Elokobi’s pathway would perhaps explain why he never takes a single day for granted, leaves everything out on the pitch and has the time of day for everybody he meets.
It is nearly a decade since our paths first crossed, and I will never forget the circumstances. As a club, Wolves have always done the community and Christmas visits properly, but they were never stronger than under Mick McCarthy.
He was the manager who insisted every single player and member of coaching staff went out into the Wolverhampton area on a Christmas visit, as well as putting the hours in across the rest of the year.
On this December day in 2010, the Wolves squad split into three. Two groups went to New Cross Hospital and West Park Hospital and a third went out to Penn Hall Special School.
Soccer Saturday went along to join the group at the school for an interview with Elokobi, but that is where the problems began. Our cameraman did not turn up.
As one hour turned into two and the players completed their school visit, it was clear that the cameraman was not going to show.
At New Cross, another Sky crew was in attendance conducting a separate interview for a different programme.
On hearing this, Elokobi told me not to worry and to get into his car. We headed off to New Cross and walked through the main hospital entrance just as McCarthy and the other players were leaving.
“George, what are you doing here, we’ve finished?” enquired the manager. At this point Elokobi explained our (my) predicament and set off on another round of visits in the hospital before finding a quiet corridor to complete the interview with the other cameraman.
Some footballers may have sensed a chance to make a sharp exit without having to hang around for an interview. Not Elokobi, who went out of his way to do two community visits and ensured I did not return to Sky without the interview.

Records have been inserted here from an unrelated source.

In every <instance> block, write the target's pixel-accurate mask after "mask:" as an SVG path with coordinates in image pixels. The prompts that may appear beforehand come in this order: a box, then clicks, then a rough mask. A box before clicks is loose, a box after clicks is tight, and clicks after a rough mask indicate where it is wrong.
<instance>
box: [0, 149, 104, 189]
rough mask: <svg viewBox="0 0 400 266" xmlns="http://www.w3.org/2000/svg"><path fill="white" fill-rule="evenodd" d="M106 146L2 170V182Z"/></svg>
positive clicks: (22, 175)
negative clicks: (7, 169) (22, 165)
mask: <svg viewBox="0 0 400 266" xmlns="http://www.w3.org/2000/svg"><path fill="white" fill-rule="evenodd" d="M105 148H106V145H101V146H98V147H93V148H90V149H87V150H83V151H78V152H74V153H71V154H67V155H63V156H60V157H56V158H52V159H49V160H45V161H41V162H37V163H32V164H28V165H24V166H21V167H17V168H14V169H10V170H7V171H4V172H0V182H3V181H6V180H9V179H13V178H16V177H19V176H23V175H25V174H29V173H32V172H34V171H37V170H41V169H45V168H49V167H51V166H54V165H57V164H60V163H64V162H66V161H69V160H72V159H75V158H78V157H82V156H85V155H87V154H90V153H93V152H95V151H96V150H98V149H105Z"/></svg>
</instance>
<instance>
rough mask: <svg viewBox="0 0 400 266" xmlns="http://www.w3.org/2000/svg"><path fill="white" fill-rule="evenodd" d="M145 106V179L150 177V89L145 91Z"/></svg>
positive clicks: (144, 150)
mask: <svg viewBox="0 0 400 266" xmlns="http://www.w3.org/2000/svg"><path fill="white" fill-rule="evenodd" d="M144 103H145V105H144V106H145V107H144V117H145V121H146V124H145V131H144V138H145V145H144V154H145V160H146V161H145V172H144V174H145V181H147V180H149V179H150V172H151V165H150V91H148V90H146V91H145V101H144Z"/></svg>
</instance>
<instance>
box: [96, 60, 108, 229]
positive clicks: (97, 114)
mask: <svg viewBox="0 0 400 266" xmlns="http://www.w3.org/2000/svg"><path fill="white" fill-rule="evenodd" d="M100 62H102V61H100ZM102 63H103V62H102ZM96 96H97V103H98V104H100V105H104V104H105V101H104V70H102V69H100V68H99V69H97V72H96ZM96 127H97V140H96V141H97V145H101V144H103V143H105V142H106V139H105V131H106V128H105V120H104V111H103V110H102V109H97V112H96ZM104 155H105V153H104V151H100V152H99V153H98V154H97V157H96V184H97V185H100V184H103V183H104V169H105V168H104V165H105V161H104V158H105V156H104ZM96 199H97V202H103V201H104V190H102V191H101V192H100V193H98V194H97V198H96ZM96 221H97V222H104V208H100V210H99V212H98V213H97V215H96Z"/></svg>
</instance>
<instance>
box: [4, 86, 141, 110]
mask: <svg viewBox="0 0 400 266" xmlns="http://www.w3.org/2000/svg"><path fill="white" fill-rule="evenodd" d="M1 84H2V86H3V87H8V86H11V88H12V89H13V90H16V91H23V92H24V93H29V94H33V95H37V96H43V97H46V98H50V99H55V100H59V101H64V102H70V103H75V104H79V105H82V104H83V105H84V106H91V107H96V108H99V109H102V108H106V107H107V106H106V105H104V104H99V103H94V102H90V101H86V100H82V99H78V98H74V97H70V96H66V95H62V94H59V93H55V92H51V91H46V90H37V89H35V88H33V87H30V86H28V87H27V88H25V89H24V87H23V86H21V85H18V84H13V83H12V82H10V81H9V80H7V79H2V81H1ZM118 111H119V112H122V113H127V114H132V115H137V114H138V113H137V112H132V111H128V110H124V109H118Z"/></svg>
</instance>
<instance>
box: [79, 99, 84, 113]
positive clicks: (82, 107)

On recounting the events to the production team back at Sky, our presenter Jeff Stelling quipped, “Well, if George Elokobi offers you a lift, you get in the car.”
Anybody who saw him play would know that Elokobi went the extra yard on the pitch, too. He battled back from a debilitating knee ligament injury in just his fourth game for the club in August 2008 to become a first team regular in Wolves’ first two Premier League seasons under McCarthy.
Elokobi’s goal at Molineux in a 2-1 win over Manchester United in February 2011, ending a 29-game unbeaten run for Alex Ferguson’s side, went down in folklore. So did his celebration by what remained of the corner flag once he had booted it into the Billy Wright Stand.
Two years ago, Elokobi returned to Wolverhampton for a supporters’ event at the Cleveland Arms alongside team-mates Matt Jarvis and Chris Iwelumo.
He proudly regaled the audience with the finer details of that header against United, which involved flooring his marker Nemanja Vidic to reach the ball first.
The fans loved it and Elokobi did, too. He stayed long into the night chatting to supporters, signing autographs and posing for selfies.
Last week that devotion was in evidence once more. After completing his training session with the Maidstone first team, Elokobi headed off to the car park, opened the boot of his car and pulled out a large bag of footballs, bibs and cones and began setting up the next session for the youngsters. The 3G first team pitch at the stadium makes for a different environment to the one Elokobi learnt his football in.
But it takes more than just decent facilities to create a footballer. If any of the Maidstone academy players know anything about their coach’s back story, they will appreciate that.
“Are you ready to work?” he asked. The odds might be stacked against them, but if they show just a fraction of the dedication and determination of George Elokobi then they will have given themselves half a chance.